Three common python Chinese word breaker tools

Source: Internet
Author: User
This article to share the content is three kinds of commonly used Python Chinese word breaker tool, has a certain reference value, the need for friends can refer to

These three kinds of word-breaker tools, here to share the next ~

1.jieba participle:

#-*-Coding:utf-8-*-import osimport codecsimport jiebaseg_list = Jieba.cut (' Deng Chao, 1979 born in Nanchang, China, Chinese actor, film director, investment producer, Internet investors. ') F1 = Codecs.open ("D2w_ltp.txt", "W") print "/". Join (Seg_list) for I in Seg_list:    f1.write (I.encode ("Utf-8"))    F1.write (str (""))

Effect:

Deng Chao/,/1979//born/Jiangxi/Nanchang/,/China/mainland/actor/,/Film/director/,/investment/producer///Internet/investor/.

This includes stuttering participle and writing the file form

It is noteworthy that the stutter participle comes out of the character encoding is ' Unicode ' encoding, we need to put Unicode---Utf-8


2. Zhang Huaping Teacher's Nlpir

(Https://github.com/NLPIR-team/NLPIR)


Here's the GitHub address for Zhang Huaping, a friend you need to go to the teacher's git and get licence

There are two kinds: 10-day \ one-month

Of course, the detailed code and installation package I also uploaded to the csdn above, interested friends can see (or need to update licence)

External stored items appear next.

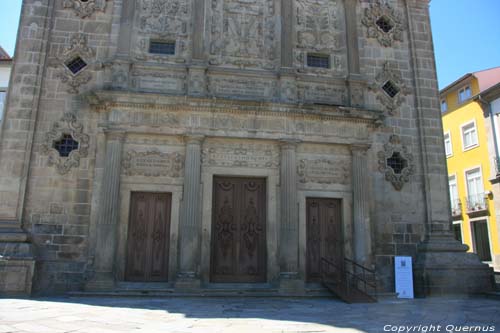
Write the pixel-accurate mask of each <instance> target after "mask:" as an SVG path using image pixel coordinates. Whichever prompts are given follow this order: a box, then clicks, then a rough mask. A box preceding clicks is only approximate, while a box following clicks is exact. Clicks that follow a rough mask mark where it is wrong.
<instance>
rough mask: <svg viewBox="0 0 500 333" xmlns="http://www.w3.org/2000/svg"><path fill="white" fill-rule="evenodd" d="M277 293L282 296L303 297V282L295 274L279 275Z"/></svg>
mask: <svg viewBox="0 0 500 333" xmlns="http://www.w3.org/2000/svg"><path fill="white" fill-rule="evenodd" d="M279 292H280V294H283V295H288V296H293V295H303V294H305V285H304V280H302V279H300V278H299V274H298V273H295V272H286V273H280V282H279Z"/></svg>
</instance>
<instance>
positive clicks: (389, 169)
mask: <svg viewBox="0 0 500 333" xmlns="http://www.w3.org/2000/svg"><path fill="white" fill-rule="evenodd" d="M378 164H379V170H380V172H382V173H383V174H384V175H385V179H386V180H387V181H390V182H391V183H392V185H393V186H394V188H395V189H396V190H397V191H401V190H402V189H403V186H404V184H405V183H408V182H409V181H410V177H411V175H412V174H413V172H414V166H413V155H412V154H411V153H410V152H409V151H408V148H407V147H406V146H404V145H403V144H402V143H401V139H400V137H399V136H397V135H391V137H390V139H389V142H388V143H386V144H385V145H384V150H383V151H380V152H378Z"/></svg>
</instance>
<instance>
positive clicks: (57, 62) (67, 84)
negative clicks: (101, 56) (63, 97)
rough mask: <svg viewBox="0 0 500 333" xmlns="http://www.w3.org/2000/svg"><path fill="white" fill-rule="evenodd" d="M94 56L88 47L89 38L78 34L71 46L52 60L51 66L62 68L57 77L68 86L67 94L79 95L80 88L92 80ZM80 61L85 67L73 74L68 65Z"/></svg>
mask: <svg viewBox="0 0 500 333" xmlns="http://www.w3.org/2000/svg"><path fill="white" fill-rule="evenodd" d="M94 55H95V52H94V50H93V49H92V48H91V47H89V46H88V41H87V36H85V35H84V34H81V33H77V34H74V35H72V36H71V38H70V43H69V45H68V46H67V47H66V48H65V49H64V50H63V51H62V52H61V54H59V55H57V56H56V58H55V59H51V62H50V64H49V65H50V66H52V67H57V68H60V71H59V73H57V75H56V76H57V77H58V78H59V79H61V81H62V82H63V83H65V84H66V85H67V86H68V89H67V92H68V93H70V94H78V92H79V89H80V87H81V86H82V85H84V84H86V83H88V82H89V81H90V80H91V79H92V74H90V73H89V71H88V69H89V64H90V60H91V59H93V58H94ZM78 60H80V61H82V62H81V64H84V65H82V67H81V69H79V70H78V71H77V72H72V71H71V70H70V65H68V64H69V63H71V62H75V61H78Z"/></svg>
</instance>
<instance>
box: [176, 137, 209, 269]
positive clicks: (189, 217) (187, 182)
mask: <svg viewBox="0 0 500 333" xmlns="http://www.w3.org/2000/svg"><path fill="white" fill-rule="evenodd" d="M203 139H204V137H203V136H199V135H189V136H186V137H185V141H186V161H185V169H184V196H183V200H182V204H181V220H180V226H179V241H180V248H179V250H180V253H179V256H180V258H179V259H180V260H179V263H180V273H179V277H181V278H194V277H196V276H197V271H198V267H199V265H200V262H199V261H200V235H201V145H202V143H203Z"/></svg>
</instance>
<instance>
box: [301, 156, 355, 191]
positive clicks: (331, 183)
mask: <svg viewBox="0 0 500 333" xmlns="http://www.w3.org/2000/svg"><path fill="white" fill-rule="evenodd" d="M349 170H350V169H349V165H347V163H344V162H343V161H338V160H337V161H335V160H331V159H325V158H322V159H316V160H307V159H303V160H300V162H299V165H298V176H299V181H300V182H301V183H317V184H343V185H346V184H348V183H349V179H350V172H349Z"/></svg>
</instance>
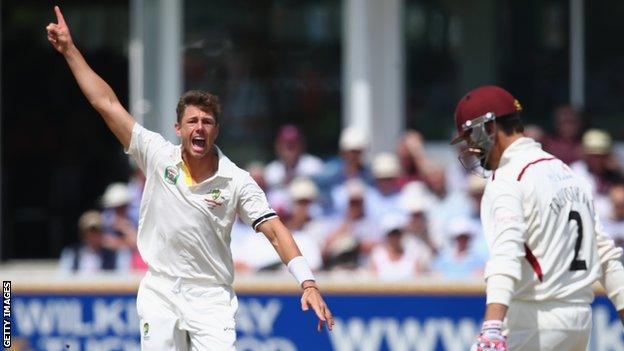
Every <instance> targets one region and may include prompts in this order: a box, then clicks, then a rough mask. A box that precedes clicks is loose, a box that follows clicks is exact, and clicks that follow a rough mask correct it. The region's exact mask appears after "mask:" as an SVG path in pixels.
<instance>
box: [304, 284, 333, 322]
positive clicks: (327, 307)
mask: <svg viewBox="0 0 624 351" xmlns="http://www.w3.org/2000/svg"><path fill="white" fill-rule="evenodd" d="M302 287H303V295H302V296H301V310H303V311H307V310H308V309H309V308H310V307H312V309H313V310H314V312H315V313H316V316H317V317H318V319H319V321H318V326H317V328H316V329H317V330H318V331H319V332H320V331H321V330H323V326H325V324H327V329H329V330H330V331H331V330H332V329H333V327H334V317H333V316H332V314H331V311H330V310H329V307H328V306H327V304H326V303H325V301H324V300H323V297H322V296H321V292H320V291H319V289H318V287H317V286H316V283H315V282H314V281H312V280H308V281H305V282H303V284H302Z"/></svg>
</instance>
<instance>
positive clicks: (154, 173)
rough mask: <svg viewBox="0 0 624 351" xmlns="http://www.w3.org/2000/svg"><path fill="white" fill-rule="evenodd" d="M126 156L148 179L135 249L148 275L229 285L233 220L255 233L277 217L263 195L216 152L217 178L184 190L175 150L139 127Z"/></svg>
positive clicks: (184, 188)
mask: <svg viewBox="0 0 624 351" xmlns="http://www.w3.org/2000/svg"><path fill="white" fill-rule="evenodd" d="M127 153H128V154H130V155H132V156H133V157H134V158H135V160H136V162H137V164H138V166H139V167H140V168H141V170H143V172H144V173H145V175H146V177H147V181H146V183H145V189H144V190H143V198H142V200H141V213H140V218H139V234H138V241H137V245H138V248H139V252H140V253H141V256H142V257H143V260H145V262H146V263H147V264H148V265H149V267H150V270H151V271H153V272H155V273H157V274H164V275H166V276H169V277H176V278H181V279H183V280H184V281H187V282H189V281H195V282H197V283H199V284H206V285H231V284H232V282H233V280H234V265H233V262H232V254H231V251H230V232H231V229H232V225H233V224H234V221H235V219H236V215H237V214H238V215H239V216H240V217H241V218H242V220H243V221H244V222H245V223H247V224H249V225H251V226H253V228H254V229H256V228H257V226H258V225H259V224H260V223H262V222H264V221H266V220H267V219H270V218H273V217H276V216H277V215H276V214H275V212H274V211H273V210H272V209H271V207H270V206H269V204H268V202H267V199H266V196H265V194H264V192H263V191H262V189H260V187H259V186H258V185H257V184H256V182H255V181H254V180H253V179H252V178H251V176H250V175H249V173H247V172H246V171H244V170H242V169H240V168H238V167H237V166H236V165H235V164H234V163H233V162H232V161H230V160H229V159H228V158H227V157H225V156H224V155H223V153H222V152H221V151H220V150H218V153H219V169H218V170H217V172H216V174H215V175H214V176H212V177H210V178H209V179H206V180H205V181H203V182H201V183H199V184H195V185H190V186H189V185H187V184H186V183H185V181H184V177H185V174H184V167H183V161H182V154H181V148H180V146H179V145H173V144H171V143H170V142H168V141H166V140H165V139H164V138H163V137H162V136H161V135H160V134H158V133H154V132H151V131H149V130H147V129H145V128H143V127H142V126H141V125H139V124H138V123H135V125H134V128H133V130H132V137H131V140H130V146H129V148H128V150H127Z"/></svg>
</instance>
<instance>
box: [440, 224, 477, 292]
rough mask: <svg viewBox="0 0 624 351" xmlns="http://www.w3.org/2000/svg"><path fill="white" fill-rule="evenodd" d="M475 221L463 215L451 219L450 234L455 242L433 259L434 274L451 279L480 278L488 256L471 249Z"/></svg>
mask: <svg viewBox="0 0 624 351" xmlns="http://www.w3.org/2000/svg"><path fill="white" fill-rule="evenodd" d="M473 223H474V222H472V221H471V220H469V219H467V218H462V217H458V218H454V219H453V220H451V221H450V223H449V226H448V235H449V237H451V238H452V239H453V242H452V244H451V245H450V246H449V247H448V248H446V249H444V250H442V251H441V252H440V254H439V256H438V257H436V258H435V259H434V260H433V263H432V266H431V271H432V273H433V275H435V276H439V277H443V278H445V279H450V280H462V279H471V278H478V277H480V276H481V275H482V273H483V269H484V267H485V262H486V257H483V256H482V255H480V254H479V253H477V252H476V251H475V250H472V249H471V245H470V241H471V240H472V238H474V236H475V234H476V230H475V228H474V225H473Z"/></svg>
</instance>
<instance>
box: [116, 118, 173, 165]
mask: <svg viewBox="0 0 624 351" xmlns="http://www.w3.org/2000/svg"><path fill="white" fill-rule="evenodd" d="M167 145H169V142H168V141H167V140H165V138H163V137H162V136H161V135H160V134H158V133H155V132H152V131H150V130H147V129H145V128H144V127H143V126H141V125H140V124H138V123H135V124H134V127H133V128H132V136H131V137H130V145H129V146H128V150H125V152H126V154H128V155H131V156H132V157H133V158H134V160H135V161H136V163H137V165H138V166H139V168H140V169H141V170H142V171H143V173H145V174H148V173H150V170H151V168H152V167H153V165H154V164H155V162H154V160H155V158H156V155H157V154H158V150H160V149H162V148H163V147H166V146H167Z"/></svg>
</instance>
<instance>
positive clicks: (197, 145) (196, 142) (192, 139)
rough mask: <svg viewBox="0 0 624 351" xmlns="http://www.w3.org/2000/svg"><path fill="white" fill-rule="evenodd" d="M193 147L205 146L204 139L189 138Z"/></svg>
mask: <svg viewBox="0 0 624 351" xmlns="http://www.w3.org/2000/svg"><path fill="white" fill-rule="evenodd" d="M191 143H192V144H193V148H194V149H202V150H203V149H204V148H205V147H206V139H204V138H202V137H195V138H193V139H192V140H191Z"/></svg>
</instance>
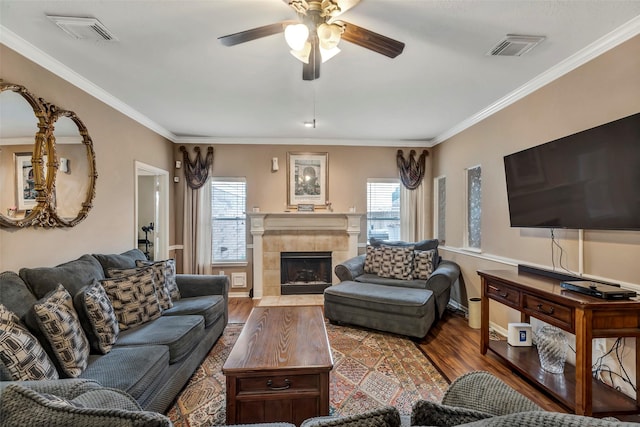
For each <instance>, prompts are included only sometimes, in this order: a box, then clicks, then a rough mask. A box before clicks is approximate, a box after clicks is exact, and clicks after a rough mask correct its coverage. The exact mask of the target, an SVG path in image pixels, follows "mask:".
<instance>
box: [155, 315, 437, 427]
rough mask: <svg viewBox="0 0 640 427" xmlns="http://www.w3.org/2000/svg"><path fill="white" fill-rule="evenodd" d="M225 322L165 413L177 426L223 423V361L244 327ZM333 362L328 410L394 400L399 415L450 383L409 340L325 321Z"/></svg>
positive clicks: (373, 405)
mask: <svg viewBox="0 0 640 427" xmlns="http://www.w3.org/2000/svg"><path fill="white" fill-rule="evenodd" d="M242 326H243V325H242V324H239V323H235V324H229V325H228V326H227V328H226V329H225V331H224V334H223V335H222V337H220V339H219V340H218V342H217V343H216V344H215V345H214V347H213V348H212V349H211V352H210V353H209V355H208V356H207V357H206V359H205V360H204V362H203V363H202V365H201V366H200V367H199V368H198V369H197V370H196V372H195V373H194V374H193V376H192V378H191V379H190V380H189V383H188V384H187V386H186V387H185V389H184V390H183V391H182V392H181V393H180V395H179V396H178V398H177V400H176V402H175V403H174V405H173V406H172V407H171V409H170V410H169V412H168V413H167V416H168V417H169V418H171V421H172V422H173V423H174V425H175V426H176V427H199V426H210V425H224V424H225V377H224V375H222V365H223V364H224V362H225V360H226V359H227V356H228V355H229V353H230V352H231V348H232V347H233V344H234V343H235V342H236V339H237V338H238V335H240V332H241V330H242ZM327 333H328V335H329V343H330V344H331V349H332V352H333V362H334V367H333V370H332V371H331V373H330V376H329V377H330V382H331V384H330V389H329V398H330V407H331V409H330V410H331V414H332V415H351V414H357V413H361V412H363V411H366V410H368V409H373V408H377V407H380V406H383V405H393V406H395V407H396V408H398V410H399V411H400V413H401V414H403V415H408V414H410V413H411V406H412V405H413V403H414V402H415V401H417V400H419V399H424V400H431V401H440V399H441V398H442V394H443V393H444V390H445V389H446V388H447V386H448V383H447V381H446V380H445V379H444V378H443V377H442V375H441V374H440V373H439V372H438V371H437V370H436V368H435V367H434V366H433V365H432V364H431V362H430V361H429V360H428V359H427V358H426V357H425V356H424V355H423V353H422V351H421V350H420V349H419V348H418V346H417V345H416V344H415V343H414V342H413V341H411V340H409V339H407V338H404V337H401V336H398V335H393V334H386V333H382V332H375V331H371V330H365V329H358V328H351V327H346V326H336V325H331V324H327Z"/></svg>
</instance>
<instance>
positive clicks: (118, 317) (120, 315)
mask: <svg viewBox="0 0 640 427" xmlns="http://www.w3.org/2000/svg"><path fill="white" fill-rule="evenodd" d="M101 283H102V286H103V287H104V290H105V291H106V292H107V295H108V296H109V299H110V300H111V304H112V305H113V310H114V312H115V313H116V318H117V319H118V326H119V328H120V330H121V331H124V330H127V329H129V328H131V327H133V326H137V325H142V324H143V323H146V322H149V321H150V320H154V319H157V318H158V317H160V315H161V314H162V312H161V311H160V303H159V302H158V297H157V296H156V288H155V285H154V284H153V269H152V268H150V267H146V268H138V269H136V270H135V272H134V273H133V274H130V275H128V276H122V277H116V278H111V279H103V280H101Z"/></svg>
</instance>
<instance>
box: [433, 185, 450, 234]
mask: <svg viewBox="0 0 640 427" xmlns="http://www.w3.org/2000/svg"><path fill="white" fill-rule="evenodd" d="M434 181H435V182H434V187H435V188H434V191H433V194H434V197H435V200H434V202H433V206H435V212H434V215H433V217H434V218H435V224H434V227H433V228H434V230H435V234H436V239H438V240H439V241H440V242H445V241H446V236H445V230H446V227H445V225H446V216H445V207H446V205H447V178H446V177H444V176H439V177H437V178H436V179H435V180H434Z"/></svg>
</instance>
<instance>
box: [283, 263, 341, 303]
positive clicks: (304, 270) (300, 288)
mask: <svg viewBox="0 0 640 427" xmlns="http://www.w3.org/2000/svg"><path fill="white" fill-rule="evenodd" d="M280 283H281V285H280V293H281V294H282V295H299V294H321V293H323V292H324V290H325V288H327V287H329V286H331V252H281V253H280Z"/></svg>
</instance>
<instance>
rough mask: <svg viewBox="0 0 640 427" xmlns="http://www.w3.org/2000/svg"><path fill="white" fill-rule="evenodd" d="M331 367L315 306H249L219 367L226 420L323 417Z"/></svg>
mask: <svg viewBox="0 0 640 427" xmlns="http://www.w3.org/2000/svg"><path fill="white" fill-rule="evenodd" d="M332 368H333V358H332V356H331V347H329V339H328V337H327V330H326V328H325V324H324V316H323V313H322V308H321V307H319V306H309V307H307V306H304V307H256V308H254V309H253V311H252V312H251V314H250V315H249V319H248V320H247V323H246V324H245V326H244V328H243V329H242V332H241V333H240V336H239V337H238V340H237V342H236V344H235V345H234V347H233V349H232V350H231V353H230V354H229V357H228V358H227V361H226V362H225V364H224V366H223V367H222V372H223V373H224V375H225V376H226V377H227V424H228V425H230V424H247V423H261V422H278V421H281V422H290V423H294V424H296V425H300V424H301V423H302V421H304V420H305V419H307V418H310V417H317V416H321V415H329V371H331V369H332Z"/></svg>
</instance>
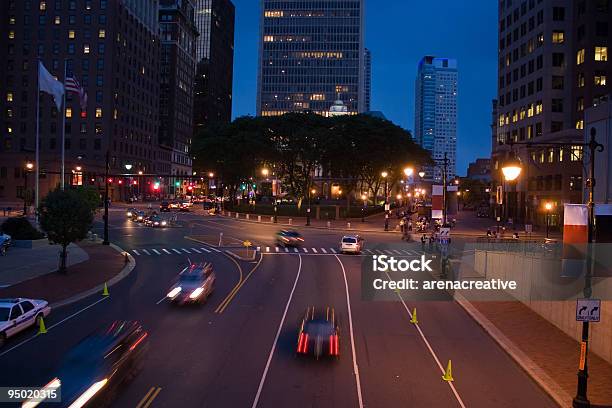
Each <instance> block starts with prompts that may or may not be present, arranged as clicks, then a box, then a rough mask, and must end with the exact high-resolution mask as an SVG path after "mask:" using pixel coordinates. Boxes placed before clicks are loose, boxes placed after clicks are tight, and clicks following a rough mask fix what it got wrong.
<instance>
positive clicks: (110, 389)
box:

It is worth mentioning that most of the domestic papers are using this word breaker tool, more authoritative

r = Open (' Text_no_seg.txt ', ' r ') List_senten = []sentence = ' Deng Chao, born in 1979 in Nanchang, Jiangxi Province, Chinese actor, film director, investment producer, internet investor. ' For I in seg (sentence):   list_senten.append (i[0]) print "/". Join (list_senten) F1 = Codecs.open ("D2w_ltp.txt", "W") For I in seg (sentence):   f1.write (i[0])   f1.write (str (""))

Effect:

Deng Chao/,/1979/born/In/Jiangxi/Nanchang/,/China/mainland/male/actor/,/Film/director/,/investment/production/people/,/Internet/investor/.

Of course, Nlpir has a good effect on named entity recognition:

Deng Chao nr, wd1979 year t born VI in P Jiangxi NS Nanchang NS, WD China NS Inland s male b actor N, wn film n director N, WN Investment n produced vi people n, WN Internet n investor N. Wj


3. Harbin LTP

#-*-Coding:utf-8-*-import osimport codecsfrom pyltp import segmentor# word def segmentor (sentence):    segmentor = Segmen Tor ()  # Initialize instance    segmentor.load (' Ltp_data/cws.model ')  # load model    words = segmentor.segment (sentence)  # participle    words_list = list (words)    segmentor.release ()  # release model    return WORDS_LISTF1 = Codecs.open ("D2w_ Ltp.txt "," w ") sentence = ' Deng Chao, born in 1979 in Nanchang, Jiangxi Province, Chinese actor, film director, investment producer, internet investor. ' Print '/'. Join (Segmentor (sentence)) for I in Segmentor (sentence):    f1.write (i)    f1.write (str (""))

Effect:

Deng//,/1979 Year/born/In/Jiangxi/Nanchang/,/China/mainland/male/actor/,/Film/director/,/investment/producer/,/Internet/investor/.

Contact Us

The content source of this page is from Internet, which doesn't represent Alibaba Cloud's opinion; products and services mentioned on that page don't have any relationship with Alibaba Cloud. If the content of the page makes you feel confusing, please write us an email, we will handle the problem within 5 days after receiving your email.

If you find any instances of plagiarism from the community, please send an email to: info-contact@alibabacloud.com and provide relevant evidence. A staff member will contact you within 5 working days.

A Free Trial That Lets You Build Big!

Start building with 50+ products and up to 12 months usage for Elastic Compute Service

  • Sales Support

    1 on 1 presale consultation

  • After-Sales Support

    24/7 Technical Support 6 Free Tickets per Quarter Faster Response

  • Alibaba Cloud offers highly flexible support services tailored to meet your exact needs.